In the following code, I used two approaches. In the 1st one, I launched i threads in the ith iteration (not exactly i, but the smallest number of blocks which can give i threads). In the 2nd case, I launch sizeA threads in all the iterations (again, the smallest number of blocks which can give sizeA threads).

My timing revealed that, the performance is better in the 2nd case where I launch a constant number of threads in all the iterations.

for (i=1; i<=sizeA; i++)


       numThreadsPerBlock = 16;


       // number of threads launched depending on iteration

       //int numBlocks = i/numThreadsPerBlock + (i % numThreadsPerBlock==0 ? 0:1);


       // same number of threads launched in all iterations

       int numBlocks = sizeA/numThreadsPerBlock + (sizeA % numThreadsPerBlock==0 ? 0:1);


       dim3 dimGrid(numBlocks);

       dim3 dimBlock(numThreadsPerBlock);


       Kernel<<<dimGrid,dimBlock>>>(some parameters);





I’m unable to understand why the performance is better in the second case.
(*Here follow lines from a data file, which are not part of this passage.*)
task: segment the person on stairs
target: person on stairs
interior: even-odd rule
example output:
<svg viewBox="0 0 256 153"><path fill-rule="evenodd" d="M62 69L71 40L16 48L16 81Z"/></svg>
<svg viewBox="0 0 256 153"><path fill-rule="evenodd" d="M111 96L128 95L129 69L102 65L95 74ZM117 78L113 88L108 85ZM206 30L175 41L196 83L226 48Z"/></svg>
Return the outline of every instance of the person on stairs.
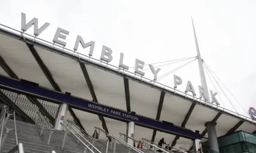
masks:
<svg viewBox="0 0 256 153"><path fill-rule="evenodd" d="M166 143L164 142L164 138L163 138L161 140L160 140L158 144L157 144L157 145L158 145L158 147L162 148L163 145L164 143L166 144ZM157 152L163 152L163 151L161 150L158 150Z"/></svg>
<svg viewBox="0 0 256 153"><path fill-rule="evenodd" d="M142 149L142 143L141 141L140 141L139 143L138 143L137 148Z"/></svg>
<svg viewBox="0 0 256 153"><path fill-rule="evenodd" d="M92 137L95 139L99 139L99 133L97 132L96 129L94 131Z"/></svg>

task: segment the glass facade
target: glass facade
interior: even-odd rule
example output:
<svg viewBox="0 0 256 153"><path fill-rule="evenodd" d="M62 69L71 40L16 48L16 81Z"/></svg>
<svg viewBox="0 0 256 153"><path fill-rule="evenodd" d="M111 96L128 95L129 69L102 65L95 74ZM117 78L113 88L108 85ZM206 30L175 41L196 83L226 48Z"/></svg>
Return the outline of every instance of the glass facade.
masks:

There are lot of unused threads in the 2nd case. Shouldn’t the first case where I launch only the required number of blocks be more efficient?

Please let me know if I did not express myself clearly… Any input is appreciated… Thanks

I’m guessing that when you set up the kernel call once, it’s reused across multiple invocations. The unused warps terminate quickly and don’t eat up many GPU cycles, and you avoid some additional overhead from both reusing the call and not having to set up multiple grids (no mod, no branches, etc).